The Banality of the Crowd

The crowd is always wrong:

In “Eichmann in Jerusalem,” one of the most poignant and important works of 20th-century philosophy, Hannah Arendt made an observation about what she called “the banality of evil.” One interpretation of this holds that it was not an observation about what a regular guy Adolph Eichmann seemed to be, but rather a statement about what happens when people play their “proper” roles within a system, following prescribed conduct with respect to that system, while remaining blind to the moral consequences of what the system was doing — or at least compartmentalizing and ignoring those consequences.

A good illustration of this phenomenon appears in “Moral Mazes,” a book by the sociologist Robert Jackall that explored the ethics of decision making within several corporate bureaucracies. In it, Jackall made several observations that dovetailed with those of Arendt. The mid-level managers that he spoke with were not “evil” people in their everyday lives, but in the context of their jobs, they had a separate moral code altogether, what Jackall calls the “fundamental rules of corporate life”:

(1) You never go around your boss. (2) You tell your boss what he wants to hear, even when your boss claims that he wants dissenting views. (3) If your boss wants something dropped, you drop it. (4) You are sensitive to your boss’s wishes so that you anticipate what he wants; you don’t force him, in other words, to act as a boss. (5) Your job is not to report something that your boss does not want reported, but rather to cover it up. You do your job and you keep your mouth shut.

The Banality of Evil

This is the reason why ethics is not the same as morality:  because it entails subordinating the individual to the crowd. A standard of behavior is imposed on the will, not because it is right, but because the individual is needy. This is necessary for the lawbreaker, but not for the individual of conscience.

This is also the reason why anarchism is a necessary perspective:  because the crowd is always wrong, but especially when it is organized, purposefully driven, rule-bound, amoral, and political. Anarchism is not necessarily a political program or a way of life; it may be a perspective that recognizes the evil of banal complacency, of relinquishing moral judgment to party platforms and corporate identity.

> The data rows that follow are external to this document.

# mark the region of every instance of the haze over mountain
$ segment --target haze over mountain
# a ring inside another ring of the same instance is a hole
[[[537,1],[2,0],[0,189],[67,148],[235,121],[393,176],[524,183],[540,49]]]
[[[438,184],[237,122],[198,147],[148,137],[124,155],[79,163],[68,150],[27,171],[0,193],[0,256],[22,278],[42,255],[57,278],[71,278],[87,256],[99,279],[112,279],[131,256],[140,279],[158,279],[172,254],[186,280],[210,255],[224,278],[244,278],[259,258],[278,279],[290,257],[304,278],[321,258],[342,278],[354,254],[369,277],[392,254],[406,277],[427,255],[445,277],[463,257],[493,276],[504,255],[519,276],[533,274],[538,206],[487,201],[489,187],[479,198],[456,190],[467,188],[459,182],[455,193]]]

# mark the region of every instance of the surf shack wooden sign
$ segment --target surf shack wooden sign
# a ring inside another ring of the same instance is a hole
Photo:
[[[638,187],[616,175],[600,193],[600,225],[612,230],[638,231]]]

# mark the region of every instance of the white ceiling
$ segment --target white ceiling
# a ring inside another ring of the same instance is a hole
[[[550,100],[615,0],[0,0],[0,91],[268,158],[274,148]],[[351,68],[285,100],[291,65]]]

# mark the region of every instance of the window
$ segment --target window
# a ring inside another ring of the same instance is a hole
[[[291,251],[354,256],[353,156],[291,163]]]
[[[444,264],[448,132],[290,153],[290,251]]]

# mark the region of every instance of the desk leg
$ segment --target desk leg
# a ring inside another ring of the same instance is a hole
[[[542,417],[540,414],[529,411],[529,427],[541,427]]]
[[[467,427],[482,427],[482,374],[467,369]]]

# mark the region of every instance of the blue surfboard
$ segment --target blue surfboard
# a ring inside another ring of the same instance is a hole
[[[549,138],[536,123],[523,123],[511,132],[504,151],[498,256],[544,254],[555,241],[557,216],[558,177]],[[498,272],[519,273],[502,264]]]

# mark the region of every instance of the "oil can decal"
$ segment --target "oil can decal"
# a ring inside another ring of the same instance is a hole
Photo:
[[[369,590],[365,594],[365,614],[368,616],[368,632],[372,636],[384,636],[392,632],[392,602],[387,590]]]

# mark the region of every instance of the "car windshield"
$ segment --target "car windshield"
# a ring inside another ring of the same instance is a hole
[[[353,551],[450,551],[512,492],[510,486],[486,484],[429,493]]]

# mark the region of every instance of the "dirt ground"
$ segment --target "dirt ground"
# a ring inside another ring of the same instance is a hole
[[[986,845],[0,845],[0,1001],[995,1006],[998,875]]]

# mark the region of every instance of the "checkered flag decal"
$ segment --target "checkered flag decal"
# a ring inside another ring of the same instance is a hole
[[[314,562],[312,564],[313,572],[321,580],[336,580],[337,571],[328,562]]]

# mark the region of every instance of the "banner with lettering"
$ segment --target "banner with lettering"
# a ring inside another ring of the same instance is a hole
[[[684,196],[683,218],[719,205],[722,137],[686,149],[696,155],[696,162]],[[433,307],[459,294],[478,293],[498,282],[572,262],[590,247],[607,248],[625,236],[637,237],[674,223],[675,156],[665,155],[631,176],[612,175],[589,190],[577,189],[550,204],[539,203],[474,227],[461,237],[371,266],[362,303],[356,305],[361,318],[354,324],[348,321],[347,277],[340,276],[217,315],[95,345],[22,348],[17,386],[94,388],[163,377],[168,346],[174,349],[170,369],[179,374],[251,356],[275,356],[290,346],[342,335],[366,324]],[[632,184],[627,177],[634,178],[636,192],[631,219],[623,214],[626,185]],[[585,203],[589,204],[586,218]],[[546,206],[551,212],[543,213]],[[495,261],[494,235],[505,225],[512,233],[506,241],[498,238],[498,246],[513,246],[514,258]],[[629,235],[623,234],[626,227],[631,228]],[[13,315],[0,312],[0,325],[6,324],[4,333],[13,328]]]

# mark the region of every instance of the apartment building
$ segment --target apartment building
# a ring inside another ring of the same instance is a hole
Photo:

Politics can be perfectly moral so long as it never involves compromising for emotional or social reasons; in other words, so long as it is enacted robotically, ruthlessly, and tyrannically, or else deceitfully, ruthlessly, and criminally. In such cases, the moral objective remains pure and idealistic, but only because the method is inhumane or unethical. If the method is humane, then the moral objective will be compromised by pluralism. If the method is ethical, then the moral objective will be compromised by the need to please the crowd, which is necessarily less rational than the individual.

A moral method, on the other hand, cannot achieve an arbitrary objective, such as a political purpose. The objective must be embodied in an ideal that transcends the existing system, one that will outlast it; otherwise the method will be compromised by the ethics of the crowd. Therefore, a moral method is implicitly anarchic and apolitical, and so may seem to be purposeless.

Attempts to reconcile this dichotomy force the individual to perfectly reflect the will of the crowd, or force the crowd to perfectly reflect the will of the individual. But since the crowd is less rational and less spiritual than the individual can be, the crowd is always wrong.

The obvious fact that the crowd is always wrong may lead one to the conclusion that a “superior” individual (that is, an “overcomer man”, an “ultimate man”, or a “man that comes after”) is obligated to control the crowd in some way. Thus, a radically egocentric moral position suggests that the crowd must be manipulated, coerced, dominated, herded, prodded, brainwashed, stunned, hogtied, slaughtered, sterilized, aborted, corralled, deceived, segregated, whipped, beaten, drugged, euthanized, cannibalized, sodomized, re-educated, imprisoned, crushed, purged, massacred, or otherwise civilized.